Explaining that your certificate of service clearly said that you would pass on the costs of the court reporter during depositions to their bill so they STILL have to pay!

Brace your self for the exciting new mode of gameplay…

FILING MOTIONS!

Because real attorneys can’t just ‘get’ the information they need or force the opposing council to do anything…you’ll need to file…

Notices of Depositions!

Requests for Interrogatories!

Motions to Register a Complaint!

Motions to AMEND a Registered Complaint!

Requests for SUPPLEMENTAL Interrogatories!

Motions OBJECTING to Interrogatories!

Motions Pursuant to Rule 178 of Minnesota State Law Governing Guardianship!

AND INFINITELY MORE!

Spend hours on the phone system trying to contact…

EXPERT WITNESSES!

And discuss their large fees and what times would be good to meet, before you must call them ten times a day requesting the expert opinion that you asked them for a month ago, only for them to…

Say they never got the request in the first place and gave you a report presenting the wrong opinion five days before the hearing!

Spend hours upon hours reviewing…

EMPLOYEE MEDICAL RECORDS!

And…

INCOME TAX INFORMATION!

Make your eyeballs bleed as you look over…

BORING SCIENTIFIC LITERATURE!

As you desperately search for…

Points of contention and ambiguity that can be presented in trial!

And when all is done finally comes the big moment you’ve spent four months of game time preparing for, the big event where your brains and evidence is put to the test…

No, not the trial. I’m talking about…

DEPOSITIONS!!

Many sizes, many flavors!

EVIDENCE DEPOSITIONS!

DISCOVERY DEPOSITIONS!

WITNESS DEPOSITIONS!

EXPERT DEPOSITIONS!

AND MANY, MANY MORE!

Chalked full of side games to make you hate lawyers and forever tarnish your idealistic vision of the legal profession, such as…

Scheduling conflicts!

Long trips to sites of depositions!

Secretaries misplacing files!

Lost retainer checks!

Heading down to the post office to check your P.O. box!

And, of course…

BILLING TIME!

Because as an attorney, every six minutes of your life has to be accounted for using legal code standards such as…

DEPOSITION!

RESEARCH!

APPEAR/ATTEND!

DRAFT/REVISE!

REVIEW/ANALYZE!

COMMUNICATION WITH CLIENT!

COMMUNICATION OUTSIDE!

COMMUNICATION WITH FIRM!

COMMUNICATION (MISC.)!

AND…YOU GUESSED IT…MORE!

Finally, after 18 months of sweat, blood, tears, and sleepless nights, you will reach the moment you’ve been waiting for, the moment where lawyers shine…and finally achieve the coveted goal of…

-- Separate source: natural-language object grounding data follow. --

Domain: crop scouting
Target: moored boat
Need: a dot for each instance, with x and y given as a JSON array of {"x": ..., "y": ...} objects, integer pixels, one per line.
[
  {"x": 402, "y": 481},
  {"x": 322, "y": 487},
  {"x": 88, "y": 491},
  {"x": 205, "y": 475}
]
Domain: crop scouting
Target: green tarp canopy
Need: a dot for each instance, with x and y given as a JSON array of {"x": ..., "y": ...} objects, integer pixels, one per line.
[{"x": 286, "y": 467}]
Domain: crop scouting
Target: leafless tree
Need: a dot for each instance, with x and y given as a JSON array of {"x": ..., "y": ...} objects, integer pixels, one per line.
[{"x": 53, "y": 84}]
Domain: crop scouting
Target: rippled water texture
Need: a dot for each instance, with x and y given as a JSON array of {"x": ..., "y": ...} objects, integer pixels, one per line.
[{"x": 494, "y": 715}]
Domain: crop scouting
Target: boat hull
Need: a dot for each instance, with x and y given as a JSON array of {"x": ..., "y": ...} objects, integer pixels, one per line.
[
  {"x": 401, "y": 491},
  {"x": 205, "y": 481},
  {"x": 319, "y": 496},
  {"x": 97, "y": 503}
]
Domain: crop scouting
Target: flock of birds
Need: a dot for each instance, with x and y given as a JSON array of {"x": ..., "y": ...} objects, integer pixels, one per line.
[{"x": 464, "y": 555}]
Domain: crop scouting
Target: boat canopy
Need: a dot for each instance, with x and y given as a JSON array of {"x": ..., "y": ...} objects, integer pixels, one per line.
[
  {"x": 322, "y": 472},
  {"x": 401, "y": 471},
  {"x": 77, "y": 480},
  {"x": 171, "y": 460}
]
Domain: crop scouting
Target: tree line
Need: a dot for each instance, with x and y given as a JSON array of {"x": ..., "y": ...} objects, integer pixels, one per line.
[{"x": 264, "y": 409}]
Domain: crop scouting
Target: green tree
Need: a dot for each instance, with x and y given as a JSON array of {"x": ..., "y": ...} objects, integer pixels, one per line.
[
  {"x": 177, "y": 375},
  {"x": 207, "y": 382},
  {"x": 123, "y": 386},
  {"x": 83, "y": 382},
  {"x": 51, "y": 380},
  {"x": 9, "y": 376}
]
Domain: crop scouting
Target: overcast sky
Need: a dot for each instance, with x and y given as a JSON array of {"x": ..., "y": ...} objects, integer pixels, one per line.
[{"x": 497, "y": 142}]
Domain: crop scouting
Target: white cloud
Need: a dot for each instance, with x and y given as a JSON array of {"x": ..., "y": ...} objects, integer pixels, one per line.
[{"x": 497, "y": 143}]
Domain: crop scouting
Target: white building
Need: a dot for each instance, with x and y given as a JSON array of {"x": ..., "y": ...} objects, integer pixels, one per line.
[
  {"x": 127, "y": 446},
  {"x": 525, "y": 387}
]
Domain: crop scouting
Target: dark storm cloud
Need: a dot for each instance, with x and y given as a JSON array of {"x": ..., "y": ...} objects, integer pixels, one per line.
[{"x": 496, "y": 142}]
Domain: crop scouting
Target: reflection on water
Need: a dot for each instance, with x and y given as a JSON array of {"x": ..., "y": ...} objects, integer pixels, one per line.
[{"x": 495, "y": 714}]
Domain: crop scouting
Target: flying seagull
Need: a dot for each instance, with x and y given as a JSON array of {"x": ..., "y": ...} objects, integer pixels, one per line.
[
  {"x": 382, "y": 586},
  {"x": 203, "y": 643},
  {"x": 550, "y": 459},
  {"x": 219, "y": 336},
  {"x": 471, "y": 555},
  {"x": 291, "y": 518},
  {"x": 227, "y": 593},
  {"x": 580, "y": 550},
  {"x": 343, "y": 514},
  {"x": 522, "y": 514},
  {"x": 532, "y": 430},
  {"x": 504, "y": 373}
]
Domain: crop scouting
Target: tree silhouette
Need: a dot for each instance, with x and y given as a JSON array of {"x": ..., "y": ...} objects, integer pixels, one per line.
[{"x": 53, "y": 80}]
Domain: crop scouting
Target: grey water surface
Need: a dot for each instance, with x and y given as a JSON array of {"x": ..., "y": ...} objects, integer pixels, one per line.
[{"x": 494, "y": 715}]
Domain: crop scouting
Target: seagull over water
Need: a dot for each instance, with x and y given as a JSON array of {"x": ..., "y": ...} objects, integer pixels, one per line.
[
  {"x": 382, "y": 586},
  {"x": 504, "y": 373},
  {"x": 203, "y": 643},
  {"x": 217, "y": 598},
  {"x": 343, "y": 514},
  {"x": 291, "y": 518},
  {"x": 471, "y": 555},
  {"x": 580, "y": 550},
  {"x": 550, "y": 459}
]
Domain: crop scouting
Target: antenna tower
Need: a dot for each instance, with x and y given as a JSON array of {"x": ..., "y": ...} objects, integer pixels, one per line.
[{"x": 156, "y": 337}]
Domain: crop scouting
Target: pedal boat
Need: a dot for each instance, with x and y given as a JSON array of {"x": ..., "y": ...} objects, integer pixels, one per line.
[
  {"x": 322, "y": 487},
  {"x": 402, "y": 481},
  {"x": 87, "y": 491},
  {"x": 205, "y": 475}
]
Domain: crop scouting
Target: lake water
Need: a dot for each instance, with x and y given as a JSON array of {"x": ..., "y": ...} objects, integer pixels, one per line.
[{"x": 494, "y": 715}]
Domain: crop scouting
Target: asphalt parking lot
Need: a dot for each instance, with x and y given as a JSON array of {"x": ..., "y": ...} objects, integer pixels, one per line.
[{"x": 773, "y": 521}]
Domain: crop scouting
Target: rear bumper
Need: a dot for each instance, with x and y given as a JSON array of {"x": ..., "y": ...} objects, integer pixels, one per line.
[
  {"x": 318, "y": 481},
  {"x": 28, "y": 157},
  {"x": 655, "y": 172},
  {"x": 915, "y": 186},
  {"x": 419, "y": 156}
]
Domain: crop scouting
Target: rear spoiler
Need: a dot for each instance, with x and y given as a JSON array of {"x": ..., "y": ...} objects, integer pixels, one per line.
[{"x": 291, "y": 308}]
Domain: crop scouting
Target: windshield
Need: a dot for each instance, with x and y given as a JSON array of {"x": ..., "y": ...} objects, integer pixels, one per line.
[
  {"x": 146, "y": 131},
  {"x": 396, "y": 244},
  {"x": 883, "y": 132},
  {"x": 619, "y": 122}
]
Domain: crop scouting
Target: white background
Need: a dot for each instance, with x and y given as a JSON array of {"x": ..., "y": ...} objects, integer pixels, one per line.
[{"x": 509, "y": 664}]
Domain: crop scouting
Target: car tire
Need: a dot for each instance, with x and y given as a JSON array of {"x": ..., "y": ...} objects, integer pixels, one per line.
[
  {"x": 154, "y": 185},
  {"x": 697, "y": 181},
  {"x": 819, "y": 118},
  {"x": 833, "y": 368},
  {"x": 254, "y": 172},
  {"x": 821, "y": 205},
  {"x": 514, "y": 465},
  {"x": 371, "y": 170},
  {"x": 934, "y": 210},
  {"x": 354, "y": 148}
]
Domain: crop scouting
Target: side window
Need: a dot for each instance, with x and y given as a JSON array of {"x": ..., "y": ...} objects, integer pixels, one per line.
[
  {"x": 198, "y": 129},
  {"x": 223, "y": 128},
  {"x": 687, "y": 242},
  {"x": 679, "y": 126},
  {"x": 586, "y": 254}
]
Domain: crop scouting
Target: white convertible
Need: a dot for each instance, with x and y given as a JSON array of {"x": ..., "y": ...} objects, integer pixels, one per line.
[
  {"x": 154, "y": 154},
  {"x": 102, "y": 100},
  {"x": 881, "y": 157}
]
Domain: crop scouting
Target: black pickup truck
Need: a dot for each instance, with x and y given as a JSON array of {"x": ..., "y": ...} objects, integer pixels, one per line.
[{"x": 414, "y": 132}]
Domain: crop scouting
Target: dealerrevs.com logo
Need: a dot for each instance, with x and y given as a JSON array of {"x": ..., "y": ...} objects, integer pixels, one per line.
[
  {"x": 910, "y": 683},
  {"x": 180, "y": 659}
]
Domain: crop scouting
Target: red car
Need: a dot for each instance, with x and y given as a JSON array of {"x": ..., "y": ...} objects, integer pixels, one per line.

SETTLED OUT OF COURT FOR 5% BAW (BODY-AS-A-WHOLE)!!!

Now you only need to take care of the other 45 clients whose cases you were handling at the same time! What, did you think lawyers made professions off of only doing five cases over an extended period?

ROTTEN EGG RONG: REALISTIC ATTORNEY

…Because lawyers do a lot more than murders and dressing badly in court.